On Dec 22, 2010, at 6:09 PM, jim s wrote:
On 12/22/2010 5:29 PM, Chuck Guzis wrote:
On 22 Dec 2010 at 16:25, Fred Cisin wrote:
On Wed, 22 Dec 2010, Chuck Guzis wrote:
Himself BillG even gave it some happy words (but
then, what products
of Intel didn't he give happy words to?).
He called the 80286 "brain
dead"!
I remember Gordon Letwin (Microsoft OS/2) describing switching back
and forth between real and protected mode as being "like having to
turn off your engine to switch gears on the freeway".
I assume this was
before the LOADALL instruction was discovered. I
wonder if Letwin's statement was designed to confuse the competition,
since you"d think that Microsoft would be on the Intel developer
distribution list...
--Chuck
Developers didn't know about it. A friend of mine found and documented it.
It was not even in the Red covers for the processor.
There was a separate document that described it.
Some other friends at Micro 5, who were writing a clone of the 286 bios for their clone
and the emm driver found that microsoft knew about it by discovering it in their code,
which could do protected mode entry / exits and data transfers as a result "too
fast" They disassembled and reverse engineered the method and included it in their
driver, which when discovered caused a big fuss because intel thought they had violated
IP, (they were not nondisclosed).
Several of us at IBM were doing "interesting" things with the loadall
instruction on the 286. The 386 also had a variation of the loadall instruction but with
the introduction of the vm86 mode, the major need to use (outside of Intel) the loadall
instruction was obviated.
And it was brain dead to do that. By the way, the loadall was in there at all to support
the bondout package version used in ICE. Up to that time, INtel never had done a bondout
chip special for any of their ice products, but used the same die with more signals for
that purpose. Other vendors of ICE had to do elaborate things to support the ICE function
if it was doable at all.
The loadall instruction was a "test" instruction (Intel does similar things on
most of their parts). It allowed them to load all of the state of the processor at once.
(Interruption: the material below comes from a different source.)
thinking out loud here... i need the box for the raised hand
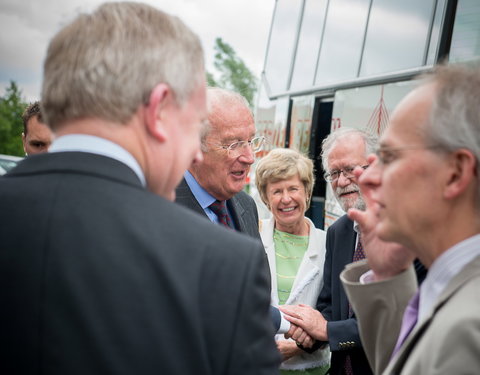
[348,155,415,280]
It simplified their testing of the part.
The ICE parts were special bondouts/fuse versions of the part (Intel still does that
today...but for different SKUs...no more ICE). When you start getting into high frequency
buses it's just not feasible. Looking at the FSB analyzers for Core & Core 2
parts it was amazing that they worked at all (the analyzers). How to you probe every
signal on a high pin count 1GHz+ bus? It's not easy and the equipment is $$$$$$$.
The ICE functionality has been replaced with a JTAG like interface/protocol.